Linha do tempo da intoxicação por metanol
Adriano Faustino, médico nutrólogo e especialista em metabolismo, explica os efeitos do metanol no organismo e a importância de atendimento rápido.
Primeiras 12 horas – sintomas discretos e enganosos
- Náuseas, dor abdominal, tontura e dor de cabeça podem ser confundidos com uma simples ressaca.
- O fígado já começa a metabolizar o metanol em formaldeído e ácido fórmico.
- “Mesmo que o paciente se sinta apenas mal, seu organismo já está sofrendo alterações metabólicas. Exames de sangue podem indicar acidose metabólica e aumento do osmolar gap, sinais de que o corpo caminha para uma intoxicação grave”, detalha o Dr. Faustino.
De 12 a 24 horas – os olhos sofrem primeiro
- O ácido fórmico inibe a produção de energia nas mitocôndrias. Tecidos que demandam mais energia, como retina e nervo óptico, são os primeiros a sofrer.
- Sintomas típicos: visão borrada, fotofobia e percepção de pontos luminosos (“chuva de pixels”).
- “O nervo óptico é extremamente vulnerável. A degeneração das fibras e a falta de energia podem levar à cegueira permanente se não houver intervenção rápida”, alerta o especialista.
- Além disso, instala-se acidose metabólica mais intensa, com respiração rápida, confusão mental e fraqueza.
Até 48 horas – risco de falência múltipla e morte
- O ácido fórmico se acumula e atinge de forma agressiva o sistema nervoso central, podendo provocar convulsões, coma e arritmias cardíacas.
- Coração, pulmões e rins entram em colapso progressivo.

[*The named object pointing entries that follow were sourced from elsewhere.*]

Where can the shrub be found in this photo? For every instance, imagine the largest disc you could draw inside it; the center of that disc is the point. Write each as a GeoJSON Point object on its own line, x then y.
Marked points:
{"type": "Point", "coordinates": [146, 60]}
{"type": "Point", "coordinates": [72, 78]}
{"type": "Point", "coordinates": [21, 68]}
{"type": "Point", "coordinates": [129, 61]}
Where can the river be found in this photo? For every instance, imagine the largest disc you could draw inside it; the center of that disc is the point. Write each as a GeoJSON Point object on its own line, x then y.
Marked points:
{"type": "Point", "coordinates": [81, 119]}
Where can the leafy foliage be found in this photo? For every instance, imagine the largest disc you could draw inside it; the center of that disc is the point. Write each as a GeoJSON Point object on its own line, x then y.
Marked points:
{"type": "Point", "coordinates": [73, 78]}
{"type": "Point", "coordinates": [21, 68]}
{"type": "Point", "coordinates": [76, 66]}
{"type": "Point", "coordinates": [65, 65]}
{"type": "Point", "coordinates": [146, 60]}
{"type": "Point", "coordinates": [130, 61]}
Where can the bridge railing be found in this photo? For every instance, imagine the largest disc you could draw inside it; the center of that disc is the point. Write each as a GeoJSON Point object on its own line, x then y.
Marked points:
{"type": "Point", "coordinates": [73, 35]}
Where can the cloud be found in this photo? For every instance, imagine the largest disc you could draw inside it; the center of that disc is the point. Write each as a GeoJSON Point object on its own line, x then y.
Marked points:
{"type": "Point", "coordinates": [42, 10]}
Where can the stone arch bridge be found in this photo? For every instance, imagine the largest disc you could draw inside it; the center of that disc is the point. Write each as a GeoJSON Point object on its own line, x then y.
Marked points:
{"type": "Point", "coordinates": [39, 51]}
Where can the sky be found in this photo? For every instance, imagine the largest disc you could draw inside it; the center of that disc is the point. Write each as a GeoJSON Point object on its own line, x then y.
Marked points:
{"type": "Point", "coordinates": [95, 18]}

- “Passadas 48 horas sem atendimento adequado, a reversão dos danos é extremamente difícil. Cada hora conta para salvar vidas e prevenir cegueira”, reforça Dr. Faustino.
Por que o metanol engana o corpo?
- Metanol e etanol disputam a mesma enzima no fígado: a álcool desidrogenase.
- Diferença: etanol → acetaldeído → ácido acético (metabolizável); metanol → formaldeído → ácido fórmico (altamente tóxico).
- “O fígado, que normalmente nos protege, acaba se tornando uma biofábrica de veneno no caso do metanol”, resume Dr. Faustino.
Tratamento exige rapidez
Antídotos: fomepizol (inibe a enzima que inicia a metabolização tóxica) ou etanol (compete pela mesma via).
- Hemodiálise: remove rapidamente metanol e ácido fórmico.
- Bicarbonato de sódio: corrige acidose metabólica.
- Ácido folínico/fólico: acelera detoxificação do ácido fórmico.
Dr. Faustino reforça que a prevenção é essencial: “Evitar bebidas de procedência duvidosa é a melhor maneira de não passar por esse risco. E caso haja qualquer suspeita de ingestão, buscar atendimento médico imediato pode salvar a visão e a vida.”